The High Court has very recently decided that an individual who is a director of a UK company can be served with documents, including a claim form commencing English legal proceedings, at his service address for that company, even if the document is not related to that company or his directorship of it. This means that a director who resides abroad can be served with English legal proceedings on any matter if he has a UK service address noted at Companies House, without the need to comply with the usual requirements for service outside the jurisdiction.
The same applies to an individual who is a secretary of a UK company, or a director, secretary or permanent representative of an overseas company with a UK establishment which it is registered at Companies House.
Under the Companies Act 2006, a director of a UK company is required to provide his usual residential address to the company for inclusion in its register of directors' residential addresses, and this information is also included in information about the director held at Companies House. The director must update this information if he moves house. However, this address is not open to inspection by the public, either in the company's own records or through Companies House.
Instead, the director is also required to provide a service address, which might be his residential address, the registered office of the company, or any other address he chooses. The service address does not have to be within the UK. The service address is available to the public both in the company's own records and through Companies House.

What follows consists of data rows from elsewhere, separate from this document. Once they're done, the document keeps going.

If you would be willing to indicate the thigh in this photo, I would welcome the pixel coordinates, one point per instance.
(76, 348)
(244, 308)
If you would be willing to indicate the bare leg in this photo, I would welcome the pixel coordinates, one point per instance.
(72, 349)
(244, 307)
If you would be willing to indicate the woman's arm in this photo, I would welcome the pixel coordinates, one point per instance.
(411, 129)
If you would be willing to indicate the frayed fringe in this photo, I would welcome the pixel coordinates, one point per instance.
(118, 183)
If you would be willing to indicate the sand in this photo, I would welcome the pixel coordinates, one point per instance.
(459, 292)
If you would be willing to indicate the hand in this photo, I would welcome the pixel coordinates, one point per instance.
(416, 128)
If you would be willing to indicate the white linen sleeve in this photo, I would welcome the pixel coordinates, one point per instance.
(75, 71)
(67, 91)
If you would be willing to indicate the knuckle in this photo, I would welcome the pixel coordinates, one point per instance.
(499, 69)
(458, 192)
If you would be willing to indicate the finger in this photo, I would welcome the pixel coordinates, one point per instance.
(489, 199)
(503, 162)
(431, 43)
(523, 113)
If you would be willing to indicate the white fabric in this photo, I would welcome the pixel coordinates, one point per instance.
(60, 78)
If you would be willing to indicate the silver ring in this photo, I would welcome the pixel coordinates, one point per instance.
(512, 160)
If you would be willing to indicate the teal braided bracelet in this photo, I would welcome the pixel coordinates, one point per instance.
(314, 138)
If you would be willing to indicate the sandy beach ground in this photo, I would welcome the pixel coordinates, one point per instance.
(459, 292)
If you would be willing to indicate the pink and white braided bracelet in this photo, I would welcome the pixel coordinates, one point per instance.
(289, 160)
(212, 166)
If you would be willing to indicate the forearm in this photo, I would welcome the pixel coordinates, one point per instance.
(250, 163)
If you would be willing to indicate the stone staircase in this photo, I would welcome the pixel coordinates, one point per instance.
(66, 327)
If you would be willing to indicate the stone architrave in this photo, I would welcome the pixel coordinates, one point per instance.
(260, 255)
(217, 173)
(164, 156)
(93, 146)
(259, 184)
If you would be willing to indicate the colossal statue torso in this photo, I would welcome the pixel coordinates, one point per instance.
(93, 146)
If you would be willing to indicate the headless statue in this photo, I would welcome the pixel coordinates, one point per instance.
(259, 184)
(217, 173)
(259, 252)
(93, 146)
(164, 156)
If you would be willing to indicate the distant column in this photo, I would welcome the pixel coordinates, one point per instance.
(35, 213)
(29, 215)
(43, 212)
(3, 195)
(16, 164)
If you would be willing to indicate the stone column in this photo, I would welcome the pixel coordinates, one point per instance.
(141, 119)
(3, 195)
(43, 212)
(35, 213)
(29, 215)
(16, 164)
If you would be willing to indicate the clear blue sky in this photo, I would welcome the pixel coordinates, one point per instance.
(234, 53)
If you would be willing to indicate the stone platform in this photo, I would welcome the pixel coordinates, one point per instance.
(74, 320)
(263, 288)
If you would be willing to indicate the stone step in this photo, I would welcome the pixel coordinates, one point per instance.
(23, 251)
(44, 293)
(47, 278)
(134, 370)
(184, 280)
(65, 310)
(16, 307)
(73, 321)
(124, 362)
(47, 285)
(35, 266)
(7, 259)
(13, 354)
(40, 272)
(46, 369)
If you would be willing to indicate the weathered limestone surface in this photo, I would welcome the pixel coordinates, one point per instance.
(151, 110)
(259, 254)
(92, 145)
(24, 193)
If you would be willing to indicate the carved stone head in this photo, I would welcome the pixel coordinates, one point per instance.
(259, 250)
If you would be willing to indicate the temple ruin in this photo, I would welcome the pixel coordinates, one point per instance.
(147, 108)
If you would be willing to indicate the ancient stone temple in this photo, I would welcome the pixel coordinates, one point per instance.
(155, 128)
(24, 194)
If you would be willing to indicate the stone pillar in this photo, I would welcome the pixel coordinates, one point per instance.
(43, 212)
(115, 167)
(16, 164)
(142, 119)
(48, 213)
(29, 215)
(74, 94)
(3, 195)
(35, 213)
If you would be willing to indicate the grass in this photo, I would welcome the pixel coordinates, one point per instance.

Similar requirements apply to secretaries of UK companies and to directors, secretaries and permanent representatives of overseas companies with a UK establishment.
A parallel procedure for service
In the case of Key Homes Bradford Ltd v Rafik Patel, decided on 10 January 2014, the Master considered a previously undecided issue. Several companies wanted to bring proceedings against Mr Patel, who was a former director. They served a claim form on him at two addresses, each of which was shown in the Companies House records as being his service address for one or more UK companies of which he was still a director.
Mr Patel asserted that this was not valid service in accordance with the Civil Procedure Rules. Neither address was his usual or last known address. He was now resident in the United Arab Emirates, and the claim form would have to be served on him there, subject to the need to obtain consent from the Court for service of the proceedings outside the UK.
However, the Court held that the claim form had been validly served on him. Although Mr Patel was correct that there had not been valid service in accordance with the Civil Procedure Rules, the Companies Act sets out a parallel procedure for the service of documents which applies to directors and secretaries of UK companies, and to directors, secretaries and permanent representatives of overseas companies with a UK establishment.
Under this parallel procedure, a document (including a claim form or other document relating to English legal proceedings) can be served on any person within these categories at the service address he has provided in relation to the UK company or establishment, even if the document has no bearing on his role or responsibilities in relation to that company or establishment.
The Civil Procedure Rules do not apply to service of a document under this parallel Companies Act procedure, except in one respect. The Companies Act specifically provides that it does not affect any enactment or rule which requires permission for service out of the jurisdiction. This means that if a director, secretary or permanent representative has given an address outside the UK as his service address, Court permission under the Civil Procedure Rules will still be required before documents can be served on him at that address under the parallel procedure.
Individuals who are resident abroad should note that any service address they give in relation to a UK company or establishment can be used for the service of any document, not just documents relating to that company or establishment. If a UK service address is given, for example the registered office of the relevant company, English proceedings can be served on the individual at that address without Court permission in relation to any matter, whether or not it relates to that company or establishment. This is significant because there are short time limits for defendants to respond to English proceedings, and failure to comply with those short time limits is likely to have serious consequences.
Where the relevant individual resides abroad, he should therefore consider using an address outside the UK as his service address. Individuals who are already directors, secretaries or permanent representatives should review the service address they have provided and change it if appropriate.